The summer before I met Bob, I met another gentleman who stole my heart. He was a homeless yellow lab. I'd started walking for fun and exercise, and one day, there he was. He was thin, friendly, and had a kingly expression. I named him Richard, and we called him Ricky. He was about 10 months old, mostly grown, but still a puppy, as evidenced by his chewing up all the rotten spindles on my parents' porch rail. He followed me home every day from my walk, and eventually he became ours.
Ricky was a good dog. Smart, quiet, faithful. After Bob and I married, Ricky stayed in the country with my parents, and after awhile we got a puppy - a Shetland Sheepdog. Ricky wasn't too fond of Scottie (Alexander Scott, so named because of his red coloring), and when we'd come to visit Ricky would take Scottie out for a walk in the woods and lose him. It was deliberate, and it worked more than once.
He'd get the remains from our neighbor's deer hunts and chew on them with great delight in the front yard. He was patient with young children and cats, and didn't protest when he was moved from Arkansas to Oklahoma. He had plenty of common sense and always knew to come home for dinner.

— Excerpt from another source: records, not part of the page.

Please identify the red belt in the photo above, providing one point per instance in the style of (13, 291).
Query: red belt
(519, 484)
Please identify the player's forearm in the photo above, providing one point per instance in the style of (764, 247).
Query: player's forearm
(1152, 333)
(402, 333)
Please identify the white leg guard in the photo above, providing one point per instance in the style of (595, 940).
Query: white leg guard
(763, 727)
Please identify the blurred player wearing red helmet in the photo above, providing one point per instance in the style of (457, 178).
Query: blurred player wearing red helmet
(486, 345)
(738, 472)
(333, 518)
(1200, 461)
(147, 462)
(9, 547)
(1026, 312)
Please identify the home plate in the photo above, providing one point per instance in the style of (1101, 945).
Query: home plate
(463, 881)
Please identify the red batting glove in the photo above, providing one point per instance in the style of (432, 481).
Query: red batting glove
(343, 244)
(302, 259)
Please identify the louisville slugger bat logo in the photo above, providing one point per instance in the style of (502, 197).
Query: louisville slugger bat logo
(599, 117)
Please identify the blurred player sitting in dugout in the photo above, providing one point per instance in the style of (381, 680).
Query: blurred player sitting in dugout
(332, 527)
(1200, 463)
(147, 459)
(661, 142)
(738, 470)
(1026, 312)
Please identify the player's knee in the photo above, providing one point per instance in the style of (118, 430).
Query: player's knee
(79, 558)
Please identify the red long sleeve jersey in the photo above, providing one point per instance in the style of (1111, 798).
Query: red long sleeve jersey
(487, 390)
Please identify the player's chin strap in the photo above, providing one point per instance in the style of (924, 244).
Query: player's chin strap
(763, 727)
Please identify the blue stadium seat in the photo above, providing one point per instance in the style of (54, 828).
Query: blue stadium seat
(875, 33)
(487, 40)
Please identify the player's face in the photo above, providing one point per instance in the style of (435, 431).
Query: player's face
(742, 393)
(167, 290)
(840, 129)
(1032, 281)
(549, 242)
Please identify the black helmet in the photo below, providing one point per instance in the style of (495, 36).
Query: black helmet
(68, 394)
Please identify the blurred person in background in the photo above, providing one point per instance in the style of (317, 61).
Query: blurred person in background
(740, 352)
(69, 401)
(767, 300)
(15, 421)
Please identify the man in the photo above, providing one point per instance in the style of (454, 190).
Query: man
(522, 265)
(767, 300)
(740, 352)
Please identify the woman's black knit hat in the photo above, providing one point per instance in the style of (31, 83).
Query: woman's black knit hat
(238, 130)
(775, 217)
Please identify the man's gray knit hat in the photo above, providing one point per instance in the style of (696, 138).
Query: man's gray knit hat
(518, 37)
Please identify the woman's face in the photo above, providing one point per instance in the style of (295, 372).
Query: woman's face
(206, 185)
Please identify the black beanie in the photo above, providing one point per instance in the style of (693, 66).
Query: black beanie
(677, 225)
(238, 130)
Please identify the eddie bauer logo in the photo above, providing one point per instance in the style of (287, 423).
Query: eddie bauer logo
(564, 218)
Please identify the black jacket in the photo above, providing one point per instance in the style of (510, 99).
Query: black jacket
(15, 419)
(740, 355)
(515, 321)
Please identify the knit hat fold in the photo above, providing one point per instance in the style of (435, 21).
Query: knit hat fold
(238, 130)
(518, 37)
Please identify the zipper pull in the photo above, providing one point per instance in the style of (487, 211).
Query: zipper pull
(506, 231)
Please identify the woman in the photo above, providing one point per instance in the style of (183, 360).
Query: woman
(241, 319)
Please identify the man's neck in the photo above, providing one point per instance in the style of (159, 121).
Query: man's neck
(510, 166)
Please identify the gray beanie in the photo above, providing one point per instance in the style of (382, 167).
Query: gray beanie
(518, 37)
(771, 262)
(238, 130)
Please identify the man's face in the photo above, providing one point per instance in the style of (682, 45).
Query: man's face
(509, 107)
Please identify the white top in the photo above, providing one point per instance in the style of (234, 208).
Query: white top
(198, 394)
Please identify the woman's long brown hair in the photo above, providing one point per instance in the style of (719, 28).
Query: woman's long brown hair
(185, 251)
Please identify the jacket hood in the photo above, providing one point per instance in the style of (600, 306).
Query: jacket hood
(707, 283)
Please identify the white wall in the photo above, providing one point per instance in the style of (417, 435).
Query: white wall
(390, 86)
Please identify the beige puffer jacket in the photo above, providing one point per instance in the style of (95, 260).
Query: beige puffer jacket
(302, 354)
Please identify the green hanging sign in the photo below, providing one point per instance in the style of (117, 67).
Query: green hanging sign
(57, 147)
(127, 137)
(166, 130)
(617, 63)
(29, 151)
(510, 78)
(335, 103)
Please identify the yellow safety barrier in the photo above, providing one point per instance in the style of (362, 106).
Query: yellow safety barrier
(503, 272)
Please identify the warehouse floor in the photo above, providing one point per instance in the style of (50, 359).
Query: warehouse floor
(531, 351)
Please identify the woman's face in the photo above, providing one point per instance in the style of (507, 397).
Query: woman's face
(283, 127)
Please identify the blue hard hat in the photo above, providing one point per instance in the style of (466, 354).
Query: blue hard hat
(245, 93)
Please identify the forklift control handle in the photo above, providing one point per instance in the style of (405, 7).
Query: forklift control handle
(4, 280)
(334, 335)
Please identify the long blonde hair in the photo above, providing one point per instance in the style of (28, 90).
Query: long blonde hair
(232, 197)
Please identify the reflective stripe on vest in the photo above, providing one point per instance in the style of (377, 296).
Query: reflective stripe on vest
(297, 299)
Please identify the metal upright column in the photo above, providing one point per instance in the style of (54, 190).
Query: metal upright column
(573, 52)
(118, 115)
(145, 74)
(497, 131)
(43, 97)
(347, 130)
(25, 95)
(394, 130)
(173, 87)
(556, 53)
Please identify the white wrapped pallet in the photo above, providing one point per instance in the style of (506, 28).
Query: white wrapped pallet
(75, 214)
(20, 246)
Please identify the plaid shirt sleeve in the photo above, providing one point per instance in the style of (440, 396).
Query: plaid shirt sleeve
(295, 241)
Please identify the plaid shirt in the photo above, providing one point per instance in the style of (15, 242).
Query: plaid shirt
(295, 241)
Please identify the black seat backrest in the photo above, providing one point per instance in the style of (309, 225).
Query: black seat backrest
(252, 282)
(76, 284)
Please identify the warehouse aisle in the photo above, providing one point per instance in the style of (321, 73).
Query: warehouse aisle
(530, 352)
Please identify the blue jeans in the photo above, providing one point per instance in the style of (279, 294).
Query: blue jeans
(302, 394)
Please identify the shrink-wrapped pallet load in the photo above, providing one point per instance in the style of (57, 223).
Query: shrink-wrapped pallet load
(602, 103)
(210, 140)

Ricky is the kind of dog that people would want to have. My Granny (who has had her share of troublesome dogs) says that is she gets another one, she'd want it to be like Ricky. The last couple of years he's been getting slower and fatter. He got arthritis, was nearly blind, and all but deaf, but he still enjoyed walking with my dad, and would always give a wag when spoken to. My parents have struggled with the thought of having him put down, as he has trouble with the cold and the heat.
Monday, he took that hard decision away from them. He'd gone out for a run with my sister's dog and didn't come home. For some reason he went out on the highway, and was hit by a car (he likely never saw it coming). He was 15 years old, quite aged for a lab. I'll miss him; he was a good dog.